Aquele foi um dos crimes mais horrendos em que oficiei como Promotora de Justiça em Caxias do Sul e eu não poderia falhar, como, de fato, não falhei. Chorei muito também. O inquérito policial continha, entre outras cenas e provas chocantes, o vídeo dos dois delinquentes matando o filho da Paula Ioris (um assassinato filmado), coisa que eu e o Plenário do Júri vimos, mas ela, Paula Ioris, nunca quis ver.

No âmbito do processo, tudo transcorreu como delineei: um modelo exemplar de resposta penal: os réus foram condenados. Eles são do tipo que nunca deveriam sair de onde hoje se encontram, ou seja, na prisão. Nada de impunidade na justiça dos homens. Porém, no plano da realidade perceptível, Germano Ioris estava morto e nada mais havia para ser feito a respeito.

Será? Não!

Paula Ioris, a despeito da dor, entendeu que havia muito a fazer, não para si, mas para os outros. Viu muito claramente que a efetiva punição dos algozes de seu filho foi um dos fatores que lhe permitiu continuar vivendo.

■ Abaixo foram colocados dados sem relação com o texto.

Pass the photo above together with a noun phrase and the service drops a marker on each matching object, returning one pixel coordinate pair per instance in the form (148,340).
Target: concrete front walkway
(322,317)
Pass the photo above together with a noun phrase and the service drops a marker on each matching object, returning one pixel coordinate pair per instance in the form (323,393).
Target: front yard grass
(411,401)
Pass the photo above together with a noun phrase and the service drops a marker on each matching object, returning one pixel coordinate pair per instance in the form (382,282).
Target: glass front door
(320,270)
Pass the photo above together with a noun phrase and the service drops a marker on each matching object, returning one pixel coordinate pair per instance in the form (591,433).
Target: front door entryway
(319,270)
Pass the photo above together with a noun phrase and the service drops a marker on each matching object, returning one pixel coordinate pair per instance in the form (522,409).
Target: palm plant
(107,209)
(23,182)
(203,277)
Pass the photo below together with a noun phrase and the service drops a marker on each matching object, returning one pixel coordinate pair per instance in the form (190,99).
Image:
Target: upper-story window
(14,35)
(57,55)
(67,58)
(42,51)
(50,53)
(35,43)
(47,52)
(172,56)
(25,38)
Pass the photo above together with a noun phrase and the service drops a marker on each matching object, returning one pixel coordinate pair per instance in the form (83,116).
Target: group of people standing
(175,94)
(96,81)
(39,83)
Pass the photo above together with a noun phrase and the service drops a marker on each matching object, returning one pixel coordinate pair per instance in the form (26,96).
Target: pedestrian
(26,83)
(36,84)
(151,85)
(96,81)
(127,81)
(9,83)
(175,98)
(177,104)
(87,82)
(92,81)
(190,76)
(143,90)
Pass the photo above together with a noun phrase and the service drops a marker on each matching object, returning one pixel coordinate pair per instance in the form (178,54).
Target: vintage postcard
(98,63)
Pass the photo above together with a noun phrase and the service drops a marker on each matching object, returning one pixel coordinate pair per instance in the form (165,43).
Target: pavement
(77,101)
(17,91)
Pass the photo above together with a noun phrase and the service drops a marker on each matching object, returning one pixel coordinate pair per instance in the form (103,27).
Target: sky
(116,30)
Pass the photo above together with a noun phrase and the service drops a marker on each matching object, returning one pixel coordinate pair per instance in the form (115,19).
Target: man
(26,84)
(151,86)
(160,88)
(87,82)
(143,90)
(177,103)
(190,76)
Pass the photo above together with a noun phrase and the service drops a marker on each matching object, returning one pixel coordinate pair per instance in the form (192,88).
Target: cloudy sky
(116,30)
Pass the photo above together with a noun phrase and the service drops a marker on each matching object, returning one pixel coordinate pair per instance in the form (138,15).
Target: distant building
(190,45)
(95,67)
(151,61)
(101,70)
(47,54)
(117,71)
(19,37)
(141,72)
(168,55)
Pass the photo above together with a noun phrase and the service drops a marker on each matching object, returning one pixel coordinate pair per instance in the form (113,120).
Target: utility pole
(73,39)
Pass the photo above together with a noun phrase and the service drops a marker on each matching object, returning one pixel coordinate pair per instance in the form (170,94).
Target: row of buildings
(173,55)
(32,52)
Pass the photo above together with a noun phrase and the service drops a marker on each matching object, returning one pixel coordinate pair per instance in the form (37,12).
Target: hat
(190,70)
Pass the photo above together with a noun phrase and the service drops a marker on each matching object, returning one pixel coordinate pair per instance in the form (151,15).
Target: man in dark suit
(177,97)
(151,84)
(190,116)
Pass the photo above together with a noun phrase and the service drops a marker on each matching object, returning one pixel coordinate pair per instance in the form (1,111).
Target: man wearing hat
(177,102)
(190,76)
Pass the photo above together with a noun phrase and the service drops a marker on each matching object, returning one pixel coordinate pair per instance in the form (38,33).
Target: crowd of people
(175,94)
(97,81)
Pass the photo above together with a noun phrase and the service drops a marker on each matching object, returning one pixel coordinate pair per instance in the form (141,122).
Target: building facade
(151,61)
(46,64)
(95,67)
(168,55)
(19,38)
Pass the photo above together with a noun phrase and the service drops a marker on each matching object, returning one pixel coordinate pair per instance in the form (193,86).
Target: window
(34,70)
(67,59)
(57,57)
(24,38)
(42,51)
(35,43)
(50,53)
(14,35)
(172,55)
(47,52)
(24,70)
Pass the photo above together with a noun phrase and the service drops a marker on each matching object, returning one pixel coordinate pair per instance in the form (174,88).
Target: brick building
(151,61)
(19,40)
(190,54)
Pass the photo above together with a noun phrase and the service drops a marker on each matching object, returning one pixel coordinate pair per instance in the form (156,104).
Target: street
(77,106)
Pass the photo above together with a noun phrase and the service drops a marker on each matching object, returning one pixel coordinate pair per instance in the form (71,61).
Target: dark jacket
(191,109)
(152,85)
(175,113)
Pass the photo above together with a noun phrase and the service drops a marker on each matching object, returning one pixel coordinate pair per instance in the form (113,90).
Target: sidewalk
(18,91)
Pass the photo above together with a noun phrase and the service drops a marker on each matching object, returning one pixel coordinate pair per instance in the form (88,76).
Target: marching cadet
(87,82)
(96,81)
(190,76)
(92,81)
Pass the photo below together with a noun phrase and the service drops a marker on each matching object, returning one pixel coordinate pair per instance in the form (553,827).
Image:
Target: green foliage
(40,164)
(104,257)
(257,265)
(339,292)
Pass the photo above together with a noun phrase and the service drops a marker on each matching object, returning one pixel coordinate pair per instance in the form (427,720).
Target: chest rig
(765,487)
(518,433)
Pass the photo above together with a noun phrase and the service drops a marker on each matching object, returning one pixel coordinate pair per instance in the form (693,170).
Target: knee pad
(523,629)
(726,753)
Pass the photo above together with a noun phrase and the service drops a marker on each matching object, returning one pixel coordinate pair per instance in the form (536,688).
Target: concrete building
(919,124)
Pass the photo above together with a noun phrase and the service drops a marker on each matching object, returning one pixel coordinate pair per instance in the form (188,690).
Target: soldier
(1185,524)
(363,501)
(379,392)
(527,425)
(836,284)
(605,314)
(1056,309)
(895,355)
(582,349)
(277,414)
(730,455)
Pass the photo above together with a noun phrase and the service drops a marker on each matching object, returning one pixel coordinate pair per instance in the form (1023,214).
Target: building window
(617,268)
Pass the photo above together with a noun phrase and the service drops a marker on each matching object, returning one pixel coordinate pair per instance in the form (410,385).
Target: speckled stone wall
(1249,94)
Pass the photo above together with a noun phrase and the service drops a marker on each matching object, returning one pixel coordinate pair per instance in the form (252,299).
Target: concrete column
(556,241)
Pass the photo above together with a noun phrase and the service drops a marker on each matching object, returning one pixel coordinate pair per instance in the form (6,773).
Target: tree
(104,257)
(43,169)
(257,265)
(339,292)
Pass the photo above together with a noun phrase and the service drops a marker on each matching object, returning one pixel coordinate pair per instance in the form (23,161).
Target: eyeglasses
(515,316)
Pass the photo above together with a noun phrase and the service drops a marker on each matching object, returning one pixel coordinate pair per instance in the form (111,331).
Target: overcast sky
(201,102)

Quantos pais e mães não têm a mesma sorte de ver os matadores de seus filhos punidos? Não raro, precisam cruzar com os assassinos pelas ruas de seus bairros, ou mesmo sair ombreados com eles, soltos, do Tribunal do Júri, porque é isso o que permite o nosso sistema legal e constitucional.

Enquanto milhares de pessoas se limitam a reclamar da situação, ela, Paula Ioris, resolveu arregaçar as mangas e agir. Foi ser a voz desses milhares de pais e mães na luta contra a impunidade. Fez de sua vida uma batalha contra a violência.

Pessoalmente, eu queria encontrar uma Paula Ioris em cada esquina, em cada Parlamento, em cada Administração Pública, lugares tão carentes da noção de “bem comum” e de gente muito interessada em, realmente, melhorar a vida em sociedade, para que possamos deixar um mundo melhor para gerações futuras.

Enquanto a imensa maioria reclama, reclama e reclama, mas não está nem um pouco disposta a ter uma atitude efetiva para ver o país melhor; enquanto outros criticam por criticar, sem conhecer, ela, Paula Ioris, depois de juntar os destroços do que sobrou de si, está travando luta intensa contra a impunidade e, dentro do que lhe é possível, fazendo para nós todos a diferença.

Vejam, ela não precisava nem busca nada para si. Para si, só tinha a dor dilacerada. Mesmo assim, decidiu “construir pontes”, para caminhos melhores para aqueles que compartilham do mesmo drama.

Por isso, quero dizer à pessoa autora da crítica acima referida: você pode não gostar de Paula Ioris, você pode não compartilhar das ideologias políticas dela, você pode divergir dela em tudo: mas você não pode, pena de ser a expressão da ignorância, dizer, sem conhecê-la e sem conhecer a história dessa “sobrevivente”, que ela faz de sua tragédia pessoal um meio para se promover politicamente, pois quem tem a grandeza dessa mulher não precisa promoção; são só aplausos, porque luta por você e para os seus também.